The dataset directory structure is this

data
--test
---image         #directory containing test images
--train
---image         #directory containing train images
---segmentation  #direcory containing train segmentation(masks)

Now, we'll load the dataset using Pytorch dataset class and create dataloaders for predicting the pixels

In [7]:

class SemanticSegmentationDataset(Dataset):

  """
  Creates a segmentation dataset with options to maugmentations
  """

  def __init__(self,  
               img_directory = None, 
               label_directory = None,
               mode = 'train',
               augmentation=None,
               preprocessing = None

               ):
    self.img_directory = img_directory
    self.label_directory = label_directory

    if img_directory is not None:
      self.img_list = natsorted(os.listdir(img_directory))
      self.label_list = natsorted(os.listdir(label_directory))
    
    self.mode = mode
    self.labels = list(range(0, 25)) #we have over 23 classes
    self.augmentation = augmentation
    self.preprocessing = preprocessing
  
  def __len__(self):
    return len(self.img_list)
  
  def __getitem__(self, idx):
    image = Image.open(os.path.join(self.img_directory, self.img_list[idx]))
    image = image.convert('L') #converts to grayscale


    if self.mode == 'train' or self.mode == 'val':
          mask = Image.open(os.path.join(self.label_directory, self.label_list[idx]))
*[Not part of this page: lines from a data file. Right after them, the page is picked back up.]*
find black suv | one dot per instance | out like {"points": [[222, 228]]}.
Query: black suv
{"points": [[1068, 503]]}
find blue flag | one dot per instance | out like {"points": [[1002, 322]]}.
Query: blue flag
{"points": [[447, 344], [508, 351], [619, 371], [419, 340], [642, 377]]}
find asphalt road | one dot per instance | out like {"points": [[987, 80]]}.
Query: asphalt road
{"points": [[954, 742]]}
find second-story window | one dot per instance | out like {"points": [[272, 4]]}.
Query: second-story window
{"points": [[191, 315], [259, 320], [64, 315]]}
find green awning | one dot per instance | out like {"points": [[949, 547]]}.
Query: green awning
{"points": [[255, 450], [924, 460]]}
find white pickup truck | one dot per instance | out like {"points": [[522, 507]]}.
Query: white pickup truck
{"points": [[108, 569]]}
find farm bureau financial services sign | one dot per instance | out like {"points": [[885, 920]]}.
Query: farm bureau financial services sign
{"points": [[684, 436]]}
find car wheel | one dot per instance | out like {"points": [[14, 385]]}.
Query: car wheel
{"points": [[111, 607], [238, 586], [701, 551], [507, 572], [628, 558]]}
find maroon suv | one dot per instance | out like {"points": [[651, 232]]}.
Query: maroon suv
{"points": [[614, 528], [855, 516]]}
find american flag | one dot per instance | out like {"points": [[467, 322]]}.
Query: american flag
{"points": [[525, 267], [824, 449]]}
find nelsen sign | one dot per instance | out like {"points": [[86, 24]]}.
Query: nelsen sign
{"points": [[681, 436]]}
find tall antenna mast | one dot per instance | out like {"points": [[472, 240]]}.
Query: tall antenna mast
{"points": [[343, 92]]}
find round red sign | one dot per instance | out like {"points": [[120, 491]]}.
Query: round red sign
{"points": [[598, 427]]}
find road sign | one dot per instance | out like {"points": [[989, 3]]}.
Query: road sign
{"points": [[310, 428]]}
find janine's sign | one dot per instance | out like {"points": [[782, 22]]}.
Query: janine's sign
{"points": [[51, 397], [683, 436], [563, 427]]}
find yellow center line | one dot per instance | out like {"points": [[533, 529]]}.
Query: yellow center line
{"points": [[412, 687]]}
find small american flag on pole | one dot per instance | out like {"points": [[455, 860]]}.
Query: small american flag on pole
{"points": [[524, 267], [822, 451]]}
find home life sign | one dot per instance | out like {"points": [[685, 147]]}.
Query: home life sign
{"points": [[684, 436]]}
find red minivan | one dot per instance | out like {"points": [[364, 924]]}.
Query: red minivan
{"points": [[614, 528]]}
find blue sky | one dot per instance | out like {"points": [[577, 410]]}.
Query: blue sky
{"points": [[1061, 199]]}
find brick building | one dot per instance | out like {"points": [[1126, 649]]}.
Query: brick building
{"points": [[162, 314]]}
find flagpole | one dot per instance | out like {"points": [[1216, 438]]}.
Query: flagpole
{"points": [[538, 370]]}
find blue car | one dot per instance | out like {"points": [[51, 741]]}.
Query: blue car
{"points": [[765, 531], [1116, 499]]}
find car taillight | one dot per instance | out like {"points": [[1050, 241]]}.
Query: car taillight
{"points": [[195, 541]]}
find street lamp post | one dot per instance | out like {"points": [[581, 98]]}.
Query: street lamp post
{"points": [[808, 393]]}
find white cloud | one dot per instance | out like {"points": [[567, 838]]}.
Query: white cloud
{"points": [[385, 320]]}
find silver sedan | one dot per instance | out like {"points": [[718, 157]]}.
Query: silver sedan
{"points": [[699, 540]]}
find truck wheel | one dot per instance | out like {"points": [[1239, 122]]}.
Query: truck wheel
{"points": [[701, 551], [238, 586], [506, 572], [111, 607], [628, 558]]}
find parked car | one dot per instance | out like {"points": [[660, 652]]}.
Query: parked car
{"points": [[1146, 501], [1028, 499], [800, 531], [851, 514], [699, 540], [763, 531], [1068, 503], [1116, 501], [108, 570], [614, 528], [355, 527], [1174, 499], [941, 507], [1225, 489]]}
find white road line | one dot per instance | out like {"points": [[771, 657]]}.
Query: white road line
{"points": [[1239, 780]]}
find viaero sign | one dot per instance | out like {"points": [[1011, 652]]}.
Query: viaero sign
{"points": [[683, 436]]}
          image = np.array(image, dtype=np.float32)
          mask = np.array(mask, dtype=np.float32)

          image = image[np.newaxis, :, :]
          image = torch.from_numpy(image)
          image = image.float()/255

          binary_mask = np.array([(mask == v) for v in list(self.labels)])
          binary_mask = np.stack(binary_mask, axis=-1).astype('float')

          mask_preprocessed = binary_mask.transpose(2, 0, 1)
          mask_preprocessed = torch.from_numpy(mask_preprocessed)

          #apply augmentation
          if self.augmentation:
            sample = self.augmentation(image=image, mask=mask_preprocessed)
            image, mask_preprocessed = sample['image'], sample['mask']

          #apply preprocessing
          if self.preprocessing:
            sample = self.preprocessing(image=image, mask=mask_preprocessed)
            image, mask_preprocessed = sample['image'], sample['mask']
            

          return image, mask_preprocessed

    else:
          image = np.array(image, dtype=np.float32)
          image = image[np.newaxis, :, :]
          image = torch.from_numpy(image)
          image = image.float()/255
          return image

Model Architecture¶

There are many different types of architectures, that can be used for training segmentation models.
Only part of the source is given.